À medida que o jogo introduz elementos surrealistas, o design visual adapta-se para refletir a instabilidade da perceção. Corredores que se deformam, espaços impossíveis e detalhes visuais perturbadores reforçam a sensação de que a realidade está a fragmentar-se. Esta transição entre realismo e distorção onírica é um dos aspetos mais eficazes da identidade visual do jogo.
Embora não seja tecnicamente impressionante em termos de fidelidade gráfica, a direção artística demonstra uma clara compreensão de como utilizar recursos limitados para maximizar o impacto emocional. O resultado é uma estética coesa que serve plenamente os objetivos narrativos e atmosféricos.

Som
O design sonoro é um dos pilares da experiência. Ruídos ambientais subtis, ecos distantes e distorções áudio contribuem para uma sensação constante de inquietação. O silêncio é utilizado de forma estratégica, amplificando o impacto de mudanças repentinas no ambiente ou de sons inesperados.
Passos, rangidos de portas e vibrações quase impercetíveis criam a ilusão de um espaço vivo e hostil.

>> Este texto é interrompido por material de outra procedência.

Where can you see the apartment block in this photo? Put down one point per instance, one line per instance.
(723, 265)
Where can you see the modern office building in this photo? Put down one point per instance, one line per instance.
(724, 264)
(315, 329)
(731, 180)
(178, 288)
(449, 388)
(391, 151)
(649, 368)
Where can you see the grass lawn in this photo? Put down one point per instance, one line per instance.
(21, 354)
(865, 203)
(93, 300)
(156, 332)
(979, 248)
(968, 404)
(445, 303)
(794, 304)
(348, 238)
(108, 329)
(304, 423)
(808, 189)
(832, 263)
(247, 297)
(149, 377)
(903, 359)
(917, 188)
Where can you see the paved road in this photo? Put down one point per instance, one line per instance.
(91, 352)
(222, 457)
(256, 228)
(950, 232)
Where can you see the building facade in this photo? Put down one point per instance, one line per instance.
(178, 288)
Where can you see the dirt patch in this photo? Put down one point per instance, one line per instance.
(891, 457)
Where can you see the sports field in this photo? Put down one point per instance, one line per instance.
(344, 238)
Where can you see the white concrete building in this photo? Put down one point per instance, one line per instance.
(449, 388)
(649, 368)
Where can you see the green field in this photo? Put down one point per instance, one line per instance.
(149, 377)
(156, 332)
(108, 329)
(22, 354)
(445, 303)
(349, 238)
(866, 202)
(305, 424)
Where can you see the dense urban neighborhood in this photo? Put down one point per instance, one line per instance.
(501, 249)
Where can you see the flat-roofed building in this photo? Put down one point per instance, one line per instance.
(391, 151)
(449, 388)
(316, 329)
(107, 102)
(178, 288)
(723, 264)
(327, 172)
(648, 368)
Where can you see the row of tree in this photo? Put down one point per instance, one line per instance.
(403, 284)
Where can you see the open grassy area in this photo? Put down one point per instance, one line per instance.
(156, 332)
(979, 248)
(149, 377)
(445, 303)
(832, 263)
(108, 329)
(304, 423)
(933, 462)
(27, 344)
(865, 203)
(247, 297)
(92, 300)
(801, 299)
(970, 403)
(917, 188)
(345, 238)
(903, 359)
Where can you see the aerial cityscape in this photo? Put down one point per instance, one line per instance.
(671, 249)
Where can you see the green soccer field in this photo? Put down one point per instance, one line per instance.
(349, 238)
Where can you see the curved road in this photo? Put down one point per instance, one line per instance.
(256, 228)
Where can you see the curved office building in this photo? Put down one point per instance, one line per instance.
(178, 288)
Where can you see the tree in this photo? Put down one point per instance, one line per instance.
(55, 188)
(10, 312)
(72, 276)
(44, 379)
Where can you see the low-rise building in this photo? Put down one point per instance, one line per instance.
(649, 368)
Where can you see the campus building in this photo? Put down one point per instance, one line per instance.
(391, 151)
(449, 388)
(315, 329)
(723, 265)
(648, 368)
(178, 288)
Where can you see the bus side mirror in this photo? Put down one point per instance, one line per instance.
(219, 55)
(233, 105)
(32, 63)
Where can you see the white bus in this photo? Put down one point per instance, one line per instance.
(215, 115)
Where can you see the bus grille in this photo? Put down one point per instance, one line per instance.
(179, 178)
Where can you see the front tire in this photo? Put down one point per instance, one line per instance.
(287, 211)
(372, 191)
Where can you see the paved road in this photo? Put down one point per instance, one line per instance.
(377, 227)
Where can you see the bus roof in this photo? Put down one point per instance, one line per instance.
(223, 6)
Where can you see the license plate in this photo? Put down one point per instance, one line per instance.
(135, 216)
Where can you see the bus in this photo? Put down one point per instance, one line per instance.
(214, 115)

Muitas vezes, sons indistintos sugerem presenças que nunca se revelam totalmente, alimentando a imaginação do jogador. Este uso do som como ferramenta psicológica é particularmente eficaz, pois o medo nasce tanto do que ouvimos como do que antecipamos.
A banda sonora, quando presente, é minimalista e atmosférica, surgindo em momentos-chave para reforçar a carga emocional das cenas. Em vez de dominar a experiência, funciona como um complemento subtil que intensifica a tensão.
As distorções sonoras nas dimensões alternativas acrescentam uma camada adicional de desconforto, com efeitos que parecem quebrar as leis físicas e reforçar a sensação de irrealidade. O resultado é um ambiente auditivo imersivo que permanece na memória mesmo após o término da sessão de jogo.
Conclusão
Locked In My Darkness 2: The Room destaca-se como uma experiência de terror psicológico cuidadosamente construída, que privilegia a atmosfera, a narrativa e a exploração imersiva. Ao evitar ação excessiva e sustos constantes, o jogo aposta numa abordagem mais subtil e reflexiva, onde o medo se infiltra gradualmente e permanece de forma persistente.
A história de Yuki Tachibana oferece uma conclusão sombria e emocionalmente carregada para a trilogia, explorando temas de trauma, memória e herança emocional. A narrativa fragmentada, aliada aos múltiplos finais, incentiva a interpretação e a revisitação, acrescentando profundidade à experiência.
Embora a duração seja relativamente curta, o jogo beneficia dessa concisão, mantendo o foco narrativo e evitando prolongar-se desnecessariamente. Cada momento parece intencional, contribuindo para uma progressão consistente rumo a um clímax inquietante.
Não é uma experiência destinada a quem procura ação intensa ou mecânicas complexas. Em vez disso, é um mergulho lento e perturbador na mente humana e nas sombras do passado. Para os apreciadores de terror psicológico atmosférico e narrativo, representa um encerramento sólido e memorável para a série, deixando uma impressão duradoura através da sua abordagem contida, mas profundamente eficaz.